I recently finished two books Fat Girl by Judith Moore and The Gospel of Food by Barry Glassner (Author of The Culture of Fear). Both books have to do with food. Judith Moore is a sad tale about a fat girl horribly abused by her mother who seeks solace in food. The Gospel of Food is about our misconceptions and relationships with food. It includes a chapter about the myth of obesity. I grew up a dieter and learned some very convoluted beliefs about food, some that still haunt me today even after giving up dieting. I started by making up my own diet that consisted of ice milk, rice cakes, melba toast and low-fat TV dinners, I ended it doing low carb dieting that was seriously jeopardizing my health. I didn’t think anything was wrong at the time because I thought it was more important to be thin than healthy. I thought that poor health would okay in the long run because I would be thin.

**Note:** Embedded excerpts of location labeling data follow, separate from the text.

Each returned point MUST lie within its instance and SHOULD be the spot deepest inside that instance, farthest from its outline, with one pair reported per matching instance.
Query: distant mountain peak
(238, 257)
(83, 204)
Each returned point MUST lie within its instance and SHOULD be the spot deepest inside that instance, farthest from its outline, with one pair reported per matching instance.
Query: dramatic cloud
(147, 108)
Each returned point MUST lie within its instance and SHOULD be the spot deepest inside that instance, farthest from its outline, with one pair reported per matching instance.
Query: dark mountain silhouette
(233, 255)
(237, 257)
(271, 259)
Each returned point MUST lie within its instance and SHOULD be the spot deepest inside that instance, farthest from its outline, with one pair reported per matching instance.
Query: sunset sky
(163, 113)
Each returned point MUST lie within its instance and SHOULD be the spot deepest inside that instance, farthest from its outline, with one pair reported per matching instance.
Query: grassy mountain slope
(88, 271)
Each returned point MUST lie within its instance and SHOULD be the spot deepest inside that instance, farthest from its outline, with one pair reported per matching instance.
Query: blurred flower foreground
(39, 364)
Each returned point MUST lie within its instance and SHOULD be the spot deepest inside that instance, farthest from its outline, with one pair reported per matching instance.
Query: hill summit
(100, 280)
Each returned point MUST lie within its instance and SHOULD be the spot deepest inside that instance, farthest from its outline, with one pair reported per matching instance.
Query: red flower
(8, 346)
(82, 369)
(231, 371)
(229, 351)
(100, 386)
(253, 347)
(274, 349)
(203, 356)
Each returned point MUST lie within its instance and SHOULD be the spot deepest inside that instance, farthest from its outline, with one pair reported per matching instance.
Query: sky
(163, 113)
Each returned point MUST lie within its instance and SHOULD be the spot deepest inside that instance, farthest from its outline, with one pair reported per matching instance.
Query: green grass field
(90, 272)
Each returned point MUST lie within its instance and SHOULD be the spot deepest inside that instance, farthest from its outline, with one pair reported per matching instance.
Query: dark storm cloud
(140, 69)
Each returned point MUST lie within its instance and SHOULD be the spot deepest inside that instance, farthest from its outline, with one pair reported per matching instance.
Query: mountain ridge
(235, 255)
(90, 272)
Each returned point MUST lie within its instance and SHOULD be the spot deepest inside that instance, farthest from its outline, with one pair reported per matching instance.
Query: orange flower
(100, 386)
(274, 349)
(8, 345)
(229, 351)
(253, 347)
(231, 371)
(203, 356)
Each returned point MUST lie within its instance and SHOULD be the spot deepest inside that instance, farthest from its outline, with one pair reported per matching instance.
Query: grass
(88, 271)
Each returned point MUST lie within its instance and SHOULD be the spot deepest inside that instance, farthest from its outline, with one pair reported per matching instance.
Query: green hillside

Ideas about food are so ingrained in society. Sugar, Fats, Carbohydrates have all been vilified as the cause of the “Obesity” crisis. People become afraid to eat. When I got fat suddenly food became black or white, good or evil, you get the picture. I was refused certain foods unlike my thin friends who were still allowed to eat with abandon. These forbidden foods I began to eat as much as a could sneak. And so began my career or dieting and binging, sneaking food and hating myself for it. Thinking myself inferior because if you are fat you are supposed diet and succeed. I had no idea that 95% of diets fail. Growing up, dieting was a normal response to being fat. Instead what I was doing was making myself fatter. In Barry Glassner’s book he also mentioned that the “obesity” crisis started around the time dieting was pushed on society. He also mentioned a study where people who enjoyed food more absorbed it better and that boys who had no food limits put on them tended not to overeat. In the book Overcoming Overeating, a guide to help with binge eating disorder, one of the steps is to not refuse bad food and to learn to treat food like food. I no longer looked at food the same way again. Food became calories, exchanges, fat or carbs depending on what diet I was on. I no longer liked it. It didn’t bring me pleasure or joy.
About three years ago I ate at a wonderful French restaurant in Vermont. My husband and I were served bread, cheese, lamb, potatoes, and four desserts (we mentioned it was our anniversary and the chef gave us free desserts.) We ate it all and the meal was so fantastic that I didn’t feel hunger until about 24 hours later.
Of course I could only think of “Four Desserts!” Four Desserts! I’m going to wake up tomorrow weighing one ton and have to hauled out in a flat bed truck! How dare I eat four desserts! Despite that I no longer dieted, I was on vacation and was walking everywhere, I felt guilty for indulging. This negative talk did not stop me from have crème brulee the next time I had French food, but I didn’t fully enjoy it because of the hangups about eating.
In reality, food is meant to be enjoyed not seen in shades of black or white. We all need to break the spell, we have to sit down to a meal and enjoy it, not worry if we are having too much fat, carbs, sugar, calories or how much we will weigh in the morning. Food is meant no only to sustain us but to entertain and enjoy. And we need to learn to enjoy food again, sin and all.